@criztovyl's ForgeFed web log - TFO Edition

This is the continuation of my ForgeFed web log from socialhub.

A friend and me are currently thinking about whether I could maybe write my bachelor thesis on federating software development collaboration platforms (i.e. ForgeFed). I am little bit struggeling with the academic PoV here (actually since fosdem 19), but let’s see. :slight_smile:
Also there I might attend a small (private context) hackaton soon, I think I might try to hack on something for ForgeFed there. Maybe a little Rails app PoC for repository issue federation.

2 Likes

i suspect that struggle is a consequence of over-emphasizing the so-called “social” aspects of software development, casting it as intrinsically web-centric, and devaluing the practical merits of federation, as i often have seen people do

github, like sourceforge and others before it, are not collaboration platforms - they are code hosting and project management services - the fact that they are network services and not real toolkits or platforms is an important distinction on its own; but not germane to the clarification id like to make

more specifically, collaboration is just one aspect of project management; and one that is not intrinsic nor peculiar to it - a software project with a single developer/maintainer may not desire collaboration of any kind; but project management is nonetheless essential, even if that is in the form of scribbled notes on napkins - for projects that desire collaboration, email is fully adequate for that purpose; and has served developers well since may years before integrated project management websites existed, and continues to be widely used today - when git came along, it was designed to integrate naturally with the well-established patches-via-email workflow - no website is or was ever needed to allow convenient, globally-accessible collaboration - the internet alone facilitates that

sourceforge for example, served the purpose of web-based project management and code hosting for years before github; and collaboration was not, and still is not among the explicit features of that website - that was not an oversight; but something that was simply not required, because most projects preferred to handle patches manually, and to discuss them on a mailing list (which sourceforge provides as a project management essential; but github does not) - sourceforge also provides issue tracking which is a concern that is quite distinct from code review - github provides only an issue tracker; and re-used that component to support code review - that has lead people to conflate the two concerns, and often (mis)use the issue tracker as a substitute for a proper discussion forum or mailing list

the only new feature that github added to that genre of website was the web-based, collaborative features such as pull-requests and an intentionally superficial messaging mechanism (rather than allowing users to communicate directly or privately), along with non-collaborative gamified “social” features such as “stars”; but that is far from sufficient to cast it as a collaborative platform - in contrast to “stars”, sourceforge has user reviews, which, just as a proper discussion forum, require participants to be thoughtful about their opinions and endorsements, rather than simply “drive-by” clicking a “+1” button with their mouse - sourceforge also allows users to communicate directly and privately - when seen in such a light, the practical value of those github-style appendages/constraints to software development appears to be more dubious

probably, the biggest the reason for the popularity of the github-style workflow is that it made proposing patches and code review simpler for less-experienced programmers who were not so comfortable on the command line, or with the existing patching and code review tools; but it introduced the unfortunate side-effect of centralizing the collaboration workflow and legitimizing the reliance on third-party “walled-garden” infrastructure

one could argue that it contributed greatly to the explosion of the amount of free software available; but one could as well argue that it lowered the average software quality, and enticed people to treat software development as a fun social game among pals, rather than a skillful craft among a professionally-minded team of competent artisans, who treat their work more seriously than a friendly game of darts, or a competition to collect a fan-base of “followers”
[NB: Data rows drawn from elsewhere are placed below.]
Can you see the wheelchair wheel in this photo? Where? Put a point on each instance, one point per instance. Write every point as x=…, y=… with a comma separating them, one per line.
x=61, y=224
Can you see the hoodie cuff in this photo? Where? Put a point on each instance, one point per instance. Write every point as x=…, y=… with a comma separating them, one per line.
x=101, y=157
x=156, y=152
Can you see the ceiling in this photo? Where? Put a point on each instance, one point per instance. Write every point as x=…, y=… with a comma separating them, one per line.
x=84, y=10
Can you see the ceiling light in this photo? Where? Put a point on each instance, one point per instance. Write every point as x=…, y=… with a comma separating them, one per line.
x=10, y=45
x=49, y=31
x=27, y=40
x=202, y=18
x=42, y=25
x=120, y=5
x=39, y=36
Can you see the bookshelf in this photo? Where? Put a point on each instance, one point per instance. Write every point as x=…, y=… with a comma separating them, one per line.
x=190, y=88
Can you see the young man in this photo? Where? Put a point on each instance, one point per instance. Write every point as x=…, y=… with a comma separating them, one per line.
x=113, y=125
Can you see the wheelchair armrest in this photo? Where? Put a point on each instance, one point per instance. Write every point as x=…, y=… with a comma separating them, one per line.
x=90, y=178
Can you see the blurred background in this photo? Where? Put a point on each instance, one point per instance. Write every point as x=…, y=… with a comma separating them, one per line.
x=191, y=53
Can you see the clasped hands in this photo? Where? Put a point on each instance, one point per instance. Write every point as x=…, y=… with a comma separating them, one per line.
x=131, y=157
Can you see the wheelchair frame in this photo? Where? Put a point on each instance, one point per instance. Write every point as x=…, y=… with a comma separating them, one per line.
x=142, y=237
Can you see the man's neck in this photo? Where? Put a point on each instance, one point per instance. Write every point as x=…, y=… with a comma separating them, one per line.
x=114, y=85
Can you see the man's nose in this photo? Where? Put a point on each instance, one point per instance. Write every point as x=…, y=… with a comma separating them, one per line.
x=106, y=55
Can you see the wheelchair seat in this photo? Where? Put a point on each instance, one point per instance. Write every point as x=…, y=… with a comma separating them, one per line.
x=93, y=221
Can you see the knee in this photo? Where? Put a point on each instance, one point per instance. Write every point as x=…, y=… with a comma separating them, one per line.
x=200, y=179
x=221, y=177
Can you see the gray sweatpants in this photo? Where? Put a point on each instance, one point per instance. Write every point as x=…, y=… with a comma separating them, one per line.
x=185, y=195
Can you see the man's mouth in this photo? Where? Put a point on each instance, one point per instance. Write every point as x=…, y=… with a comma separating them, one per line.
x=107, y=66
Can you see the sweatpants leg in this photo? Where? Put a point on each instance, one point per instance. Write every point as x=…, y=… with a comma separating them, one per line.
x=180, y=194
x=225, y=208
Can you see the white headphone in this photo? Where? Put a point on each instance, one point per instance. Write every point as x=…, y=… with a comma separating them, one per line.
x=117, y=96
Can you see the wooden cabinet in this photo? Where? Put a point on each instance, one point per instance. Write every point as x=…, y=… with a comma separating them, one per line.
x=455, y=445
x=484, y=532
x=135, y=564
all that has it’s historical value and social value; but has little technical value, such as allowing people to contribute who could not have done so otherwise, or increasing code-quality - probably, that is what obscures the technical merit of forge-fed, making it difficult to see anything academic about it - the “Motivation” section of the forge-fed documentation highlights it’s academic merits - in short, that git was designed to be de-centralized and to support self-sufficient, non-hierarchical project management, without impeding hierarchical management structures or constraining infrastructure options - later on, commercial websites centralized project management into the hierarchical “hub” paradigm, with a high degree of vendor lock-in - now forge-fed aims to restore de-centralized, non-hierarchical, self-sufficient project management and collaboration, while retaining all the webby bells and whistles that, for many, have invaded and over-shadowed the essentials of project management, and allowing migration of data to other compatible services

BTW, i started on some forge-fed boilerplate ruby code if you would like to add to it:

src/python/ruby made me laugh. ^^

wasnt intentional - that ‘python’ dir started as a separate git repo - i have not moved the ruby script only because ive not worked on it since before i merged it into forge-fed

I will write some comments, responses, thoughts to your longer reply, just didn’t took the time yet. :slight_smile:

A thing that comes into my mind when comparing mail to other forms of communication is that non-linear threads are a feature you do not have in other (web) communication; there communication is mostly linearized. In linear(ized) communication for example it is, at least to me, harder to follow a sub-topic in a thread. But that might come with the list+"pre"view structure most mail clients have.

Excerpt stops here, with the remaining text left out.